Here is some of what Anita had to say about making this yarn. First, she wanted softness, and light brown with a touch of grey. She also wanted to include angora in the mix (she has her own angora bunnies). She only included angora for 7% of the mix, but that small amount really makes a difference.

The yarn should be good for a soft sweater but still have some character. So, beginning with the wools, the largest component (67%) is Värmland lambswool. This is a small, double-coated woodland sheep found in various colors and with fibers that can range from fine to coarse. In this case, Anita was specifically selecting fleece not only for their color but for their softness.

Another 22% of the fiber came from Finull (Swedish finewool). The actual fibers of Finull are thin and fine, and range from crimpy to wavy. There can be a range of color, but here the white wool was chosen to “tone down” the color as well as for its softness. Finull is a good “modifier” for other breeds because its lush character can really change the feel of a yarn and overcome the rustic “scratch” of some of the other breeds.

And here is the 4%. On its own, I find Helsinge to be way too rough as a knitting wool. In this case, Anita is friends with a woman who has 5 ewes, and has taken care of the wool from these sheep for several years and says about them: “I have gotten to know the wool of each of [the sheep] well. I know how it shifts from fall shearing to spring shearing, and I know the slight variations between two mother and daughter ewes. In this small flock, there is the full range of what Helsinge wool can be; it can be coarse, hard wearing, soft, straight, curly, black, grey, brown, white, full of underwool, or not.” Anita chose the fleece from the sheep Saga to the mix because it gave character to the yarn.

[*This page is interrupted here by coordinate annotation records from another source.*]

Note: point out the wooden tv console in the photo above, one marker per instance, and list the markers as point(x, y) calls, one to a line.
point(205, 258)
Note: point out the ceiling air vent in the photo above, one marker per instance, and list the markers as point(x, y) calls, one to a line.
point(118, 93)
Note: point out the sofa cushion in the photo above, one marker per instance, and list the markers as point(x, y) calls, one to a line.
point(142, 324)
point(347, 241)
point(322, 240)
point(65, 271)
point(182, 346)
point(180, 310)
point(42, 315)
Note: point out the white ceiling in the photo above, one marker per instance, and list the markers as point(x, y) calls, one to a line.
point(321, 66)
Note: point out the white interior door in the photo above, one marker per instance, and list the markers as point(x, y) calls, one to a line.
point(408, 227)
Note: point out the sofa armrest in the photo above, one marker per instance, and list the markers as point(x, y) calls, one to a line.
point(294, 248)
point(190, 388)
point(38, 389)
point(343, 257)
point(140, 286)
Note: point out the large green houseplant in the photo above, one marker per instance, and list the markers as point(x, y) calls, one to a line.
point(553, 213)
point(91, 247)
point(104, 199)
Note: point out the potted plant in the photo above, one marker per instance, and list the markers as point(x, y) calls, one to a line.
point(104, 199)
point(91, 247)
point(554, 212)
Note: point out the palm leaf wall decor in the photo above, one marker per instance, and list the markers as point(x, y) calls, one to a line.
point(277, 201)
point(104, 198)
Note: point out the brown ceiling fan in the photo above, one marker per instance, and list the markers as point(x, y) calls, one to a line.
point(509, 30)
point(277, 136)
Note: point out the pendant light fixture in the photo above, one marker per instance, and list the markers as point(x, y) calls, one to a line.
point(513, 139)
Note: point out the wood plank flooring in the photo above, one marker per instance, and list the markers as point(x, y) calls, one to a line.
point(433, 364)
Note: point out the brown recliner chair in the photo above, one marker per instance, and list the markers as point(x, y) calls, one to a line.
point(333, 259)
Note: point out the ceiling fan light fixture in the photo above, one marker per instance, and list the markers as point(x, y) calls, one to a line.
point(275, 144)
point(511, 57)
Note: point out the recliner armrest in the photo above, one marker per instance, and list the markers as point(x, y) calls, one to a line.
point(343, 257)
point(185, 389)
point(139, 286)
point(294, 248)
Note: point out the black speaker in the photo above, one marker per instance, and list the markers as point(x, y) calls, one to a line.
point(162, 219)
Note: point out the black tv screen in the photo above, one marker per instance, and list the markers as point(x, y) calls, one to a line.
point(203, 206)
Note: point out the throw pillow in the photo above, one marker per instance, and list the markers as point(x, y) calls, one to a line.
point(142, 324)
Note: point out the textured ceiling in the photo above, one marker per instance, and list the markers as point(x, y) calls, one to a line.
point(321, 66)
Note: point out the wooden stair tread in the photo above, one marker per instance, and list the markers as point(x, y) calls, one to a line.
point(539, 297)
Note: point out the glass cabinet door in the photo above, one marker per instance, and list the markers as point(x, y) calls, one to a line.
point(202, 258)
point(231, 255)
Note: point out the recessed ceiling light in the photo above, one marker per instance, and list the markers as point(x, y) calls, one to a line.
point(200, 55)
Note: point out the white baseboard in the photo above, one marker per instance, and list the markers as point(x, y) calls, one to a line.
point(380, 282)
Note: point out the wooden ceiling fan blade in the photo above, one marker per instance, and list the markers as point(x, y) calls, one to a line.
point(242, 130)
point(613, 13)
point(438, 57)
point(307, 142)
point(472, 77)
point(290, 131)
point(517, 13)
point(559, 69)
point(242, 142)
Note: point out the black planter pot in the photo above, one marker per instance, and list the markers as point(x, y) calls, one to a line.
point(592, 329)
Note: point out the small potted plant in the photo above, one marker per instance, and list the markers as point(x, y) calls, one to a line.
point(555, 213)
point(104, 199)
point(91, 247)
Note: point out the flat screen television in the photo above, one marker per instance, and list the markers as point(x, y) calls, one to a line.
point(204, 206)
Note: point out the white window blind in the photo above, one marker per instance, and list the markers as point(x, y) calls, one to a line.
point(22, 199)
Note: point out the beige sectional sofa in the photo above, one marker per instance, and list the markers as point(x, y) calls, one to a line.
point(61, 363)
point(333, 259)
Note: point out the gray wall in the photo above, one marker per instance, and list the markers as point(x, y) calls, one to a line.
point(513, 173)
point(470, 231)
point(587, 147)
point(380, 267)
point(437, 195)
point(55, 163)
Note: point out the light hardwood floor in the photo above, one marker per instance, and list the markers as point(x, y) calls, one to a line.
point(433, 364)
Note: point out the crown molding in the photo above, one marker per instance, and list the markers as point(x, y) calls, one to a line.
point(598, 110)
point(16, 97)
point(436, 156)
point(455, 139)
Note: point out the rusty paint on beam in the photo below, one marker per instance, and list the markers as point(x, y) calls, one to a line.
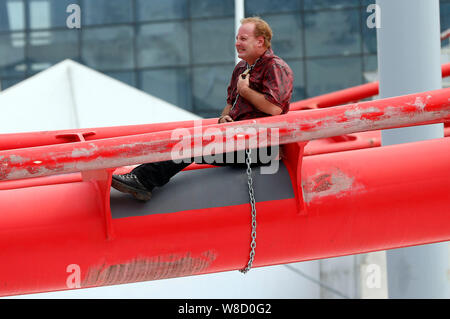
point(147, 269)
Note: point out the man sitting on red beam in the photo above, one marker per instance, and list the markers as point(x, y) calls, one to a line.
point(261, 85)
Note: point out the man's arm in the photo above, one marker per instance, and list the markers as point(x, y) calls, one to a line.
point(256, 98)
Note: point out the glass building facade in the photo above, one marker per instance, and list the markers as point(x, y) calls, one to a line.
point(183, 50)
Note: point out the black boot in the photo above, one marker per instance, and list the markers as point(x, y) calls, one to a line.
point(129, 183)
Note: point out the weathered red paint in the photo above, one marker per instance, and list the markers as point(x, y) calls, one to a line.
point(413, 109)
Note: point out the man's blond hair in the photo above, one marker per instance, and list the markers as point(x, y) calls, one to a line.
point(262, 28)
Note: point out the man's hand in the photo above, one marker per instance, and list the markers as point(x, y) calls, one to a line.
point(225, 119)
point(243, 84)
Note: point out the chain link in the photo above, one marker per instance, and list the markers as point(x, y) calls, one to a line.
point(253, 205)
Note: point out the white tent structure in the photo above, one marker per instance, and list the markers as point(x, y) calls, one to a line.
point(70, 95)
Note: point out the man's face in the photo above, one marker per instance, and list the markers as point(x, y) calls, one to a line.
point(248, 47)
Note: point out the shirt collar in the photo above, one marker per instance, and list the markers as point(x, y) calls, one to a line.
point(266, 55)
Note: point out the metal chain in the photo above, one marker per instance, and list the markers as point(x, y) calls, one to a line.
point(252, 203)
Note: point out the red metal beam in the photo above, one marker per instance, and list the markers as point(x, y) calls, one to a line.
point(354, 203)
point(349, 95)
point(414, 109)
point(32, 139)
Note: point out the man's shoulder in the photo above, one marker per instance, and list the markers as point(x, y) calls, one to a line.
point(277, 63)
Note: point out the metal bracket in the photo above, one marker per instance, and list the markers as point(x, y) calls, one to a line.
point(293, 159)
point(101, 179)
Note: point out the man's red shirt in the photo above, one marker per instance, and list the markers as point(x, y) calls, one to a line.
point(270, 76)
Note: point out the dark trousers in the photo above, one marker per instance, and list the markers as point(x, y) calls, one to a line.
point(159, 173)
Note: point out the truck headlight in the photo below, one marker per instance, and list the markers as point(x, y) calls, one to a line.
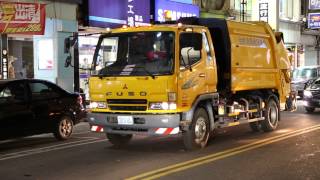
point(100, 105)
point(307, 93)
point(162, 106)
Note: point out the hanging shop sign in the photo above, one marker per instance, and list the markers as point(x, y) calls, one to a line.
point(314, 4)
point(110, 13)
point(314, 20)
point(166, 10)
point(22, 18)
point(183, 1)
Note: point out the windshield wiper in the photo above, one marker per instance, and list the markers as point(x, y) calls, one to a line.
point(145, 70)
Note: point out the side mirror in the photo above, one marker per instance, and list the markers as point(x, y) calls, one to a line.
point(191, 40)
point(67, 63)
point(189, 55)
point(67, 45)
point(279, 36)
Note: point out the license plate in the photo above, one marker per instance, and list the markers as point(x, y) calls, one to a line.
point(125, 120)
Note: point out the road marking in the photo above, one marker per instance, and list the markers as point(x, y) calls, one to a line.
point(220, 155)
point(49, 148)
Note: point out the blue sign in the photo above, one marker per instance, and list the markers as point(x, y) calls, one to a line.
point(166, 10)
point(111, 13)
point(314, 20)
point(314, 4)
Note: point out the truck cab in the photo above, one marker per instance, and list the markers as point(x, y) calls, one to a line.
point(188, 78)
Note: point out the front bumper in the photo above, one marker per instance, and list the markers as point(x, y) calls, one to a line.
point(311, 103)
point(146, 124)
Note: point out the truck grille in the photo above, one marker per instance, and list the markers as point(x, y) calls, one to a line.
point(127, 101)
point(128, 108)
point(127, 104)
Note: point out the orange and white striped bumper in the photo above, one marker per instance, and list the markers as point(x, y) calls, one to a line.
point(97, 129)
point(167, 131)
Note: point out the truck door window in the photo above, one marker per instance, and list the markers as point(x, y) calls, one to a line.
point(207, 46)
point(136, 54)
point(190, 49)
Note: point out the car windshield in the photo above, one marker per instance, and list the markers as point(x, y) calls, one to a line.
point(315, 84)
point(135, 54)
point(303, 74)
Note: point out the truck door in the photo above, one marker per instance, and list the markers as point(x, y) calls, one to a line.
point(209, 56)
point(193, 67)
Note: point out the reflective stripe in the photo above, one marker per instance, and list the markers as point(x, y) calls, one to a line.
point(97, 128)
point(175, 130)
point(161, 130)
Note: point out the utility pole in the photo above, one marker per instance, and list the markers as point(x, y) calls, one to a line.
point(243, 5)
point(318, 49)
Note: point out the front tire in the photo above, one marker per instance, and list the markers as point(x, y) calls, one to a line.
point(271, 115)
point(119, 140)
point(309, 109)
point(63, 128)
point(198, 134)
point(255, 126)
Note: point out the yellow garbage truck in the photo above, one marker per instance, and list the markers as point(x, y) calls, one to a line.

And that’s it. Character. In the yarn you can see the black and white fibers that are coarser than the others, and they tend to “escape” from the core to add a little halo. The difference between this and the yarns that have significantly more of any of the rustic breeds is not just character, but a complete shift in what that yarn is designed to do. This is why I think this yarn has its own special magic — a pinch of this for softness, a dash of that for strength, stir in some color. And this is precisely why I’m so obsessed with these sheep. Just a small amount — 4% — turns a soft, pretty, very nice yarn, into a soft, pretty, very nice yarn with character. It is unique. It is special. It is quintessential Anita Yarn.